4. Maria Skłodowska-Curie
Okuldan tanınmış bir kadın bilim adamı, kocası Pierre ile birlikte çalışıyordu ve bu da aile sinerjist çiftinin radyasyon çalışmasında önemli ölçüde ilerlemesine izin verdi. Maria'nın çeşitli araştırma alanları vardır - kimyager, fizikçi ve öğretmen. Dünya pratiğinde Nobel Ödülünü alabilen ilk kadın oldu (ve 2 tane var). Bilim adamı radyum ve polonyum gibi yararlı kimyasal elementler keşfetti ve ayrıca yapılarını, doğasını ve olası bileşiklerini inceledi. Maria ayrıca radyasyonun malign tümörler üzerindeki etkisini de inceledi.
3. Gertrude Elyon
Birkaç erkekle işbirliği içinde, özverili Gertrude, etkili ilaçların yaratılmasına katkıda bulunan bir dizi kimyasalın özelliklerini inceledi. Ona göre dünyanın lösemi (kan kanseri), sıtma ve herpes için ilaçları var ve aslında daha önce bahsedilen hastalıklar tedavi edilemezdi. Gertrude, 1950'de habis hücrelerin büyümesini ve gelişmesini durdurabilecek bir ilaç buldu ve ona Mercapturin adını verdi. Konservatif tedavinin gelişmiş ilkeleri için 1988'de Nobel Ödülü'nü aldı.
2. Barbara McClintock
1948'de genetik araştırma alanında bir bilim adamı, genlerin hareketini keşfetti ve üçüncü kadın ödül sahibi olurken, sadece 81 yaşında Nobel Ödülü'nü aldı. Barbara, x-ışını radyasyonunun mısır kromozom seti üzerindeki etkisini inceleyerek genetik yapıların hareket edebileceğini buldu. Mobil genlerin komşu olanların işleyişini de değiştirebileceğini, bu da mutasyonlara yol açtığını açıkladı. Bu, erkek meslektaşları tarafından geliştirilen kromozom teorisinin varsayımlarıyla çelişiyordu. Ancak, McClintock pes etmedi ve sonuçları yayınlayarak 6 yıl daha deney yapmadı. Kadın teorisini Güney Amerika ülkelerinden sitologlara öğretti ve bu da genetik yapıları izole etmeyi mümkün kıldı. Ayrıca telomerleri (hücre bölünmesini ve biyolojik yaşlanmayı açıklar) ve halka kromozomlarını (genetik hastalıkların doğasını ortaya koyar) tarif etti.
1. Mary Anning
Bilim adamı bir marangozun ailesinde büyüdü ve laik bayanların iddia ettiği yola gitmedi. Kadın, toplumdaki sağlık, yaşam ve ilişkileri riske ettiği alan paleontolojisinin kökenindeydi.

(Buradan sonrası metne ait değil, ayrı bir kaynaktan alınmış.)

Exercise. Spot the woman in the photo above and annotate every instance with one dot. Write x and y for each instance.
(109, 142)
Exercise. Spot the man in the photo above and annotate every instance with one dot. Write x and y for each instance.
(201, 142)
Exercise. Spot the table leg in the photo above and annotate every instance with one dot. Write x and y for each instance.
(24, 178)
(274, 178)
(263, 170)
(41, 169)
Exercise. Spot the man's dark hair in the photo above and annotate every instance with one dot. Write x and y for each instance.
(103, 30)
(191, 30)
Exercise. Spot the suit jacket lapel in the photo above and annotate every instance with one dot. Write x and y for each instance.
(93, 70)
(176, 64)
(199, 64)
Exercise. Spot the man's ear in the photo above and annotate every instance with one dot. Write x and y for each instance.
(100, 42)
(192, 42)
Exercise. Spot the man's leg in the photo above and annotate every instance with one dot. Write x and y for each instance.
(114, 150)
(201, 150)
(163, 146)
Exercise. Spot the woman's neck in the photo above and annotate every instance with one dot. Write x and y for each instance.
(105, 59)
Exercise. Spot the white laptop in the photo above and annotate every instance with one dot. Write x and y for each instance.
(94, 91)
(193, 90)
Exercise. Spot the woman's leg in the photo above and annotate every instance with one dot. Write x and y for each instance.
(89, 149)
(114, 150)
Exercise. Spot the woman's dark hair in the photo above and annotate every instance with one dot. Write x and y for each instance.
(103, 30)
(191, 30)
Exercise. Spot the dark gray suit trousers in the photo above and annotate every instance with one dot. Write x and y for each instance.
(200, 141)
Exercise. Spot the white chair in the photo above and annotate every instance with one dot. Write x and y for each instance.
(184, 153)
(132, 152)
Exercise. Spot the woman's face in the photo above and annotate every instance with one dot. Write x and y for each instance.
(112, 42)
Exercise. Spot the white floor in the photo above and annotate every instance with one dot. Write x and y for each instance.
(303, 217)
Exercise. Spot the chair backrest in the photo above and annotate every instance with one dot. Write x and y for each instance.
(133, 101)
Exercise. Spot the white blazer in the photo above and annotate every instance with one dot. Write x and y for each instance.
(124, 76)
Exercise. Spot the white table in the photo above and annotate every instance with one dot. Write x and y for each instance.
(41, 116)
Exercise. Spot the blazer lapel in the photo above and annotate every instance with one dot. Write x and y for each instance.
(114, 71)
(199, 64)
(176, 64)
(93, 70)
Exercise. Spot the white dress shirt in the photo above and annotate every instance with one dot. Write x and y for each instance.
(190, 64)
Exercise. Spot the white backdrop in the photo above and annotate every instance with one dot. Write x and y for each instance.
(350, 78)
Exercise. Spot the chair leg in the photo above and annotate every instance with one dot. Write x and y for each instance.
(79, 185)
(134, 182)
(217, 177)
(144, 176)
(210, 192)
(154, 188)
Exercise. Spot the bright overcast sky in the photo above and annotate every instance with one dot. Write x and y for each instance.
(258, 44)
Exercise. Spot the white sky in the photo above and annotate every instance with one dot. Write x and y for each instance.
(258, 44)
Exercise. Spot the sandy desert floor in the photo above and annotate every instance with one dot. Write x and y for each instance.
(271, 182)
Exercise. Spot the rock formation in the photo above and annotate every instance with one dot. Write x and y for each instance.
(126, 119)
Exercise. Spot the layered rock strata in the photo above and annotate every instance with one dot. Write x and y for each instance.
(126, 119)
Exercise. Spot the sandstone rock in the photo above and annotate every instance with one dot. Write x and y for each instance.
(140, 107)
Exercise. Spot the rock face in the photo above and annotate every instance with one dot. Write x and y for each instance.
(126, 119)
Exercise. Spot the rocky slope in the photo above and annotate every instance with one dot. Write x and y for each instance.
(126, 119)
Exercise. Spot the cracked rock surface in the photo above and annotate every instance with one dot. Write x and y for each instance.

Bilim dünyasının bu tür keşiflerin öneminin farkında olmadığı bir tarihte tarih öncesi hayvanların ve dinozorların kalıntılarını keşfetti. 12 yaşındayken bulduğu ilk tam iskelet (bir iktiyordur) ve daha sonra kendini kalıntıları bulmaya adamaya karar verdi. Mary for life, bir pterosaur ve plesiosaur'un tüm iskeletlerini toplamayı başardı ve çağdaşlar, çalışmalarının sonuçlarını resmi bilimsel çevrelere girmelerine izin vermeden kullandılar. Enning'in bilimsel çalışmaları 19. yüzyılın sonuna kadar tanınmadı.
Cesur kadınlar toplumun sözleşmelerinin üstesinden geldiler ve kimya, fizik, bilgi teknolojisi, tıp ve tarihe önemli bir katkıda bulunarak insanlığa hizmet edebildiler.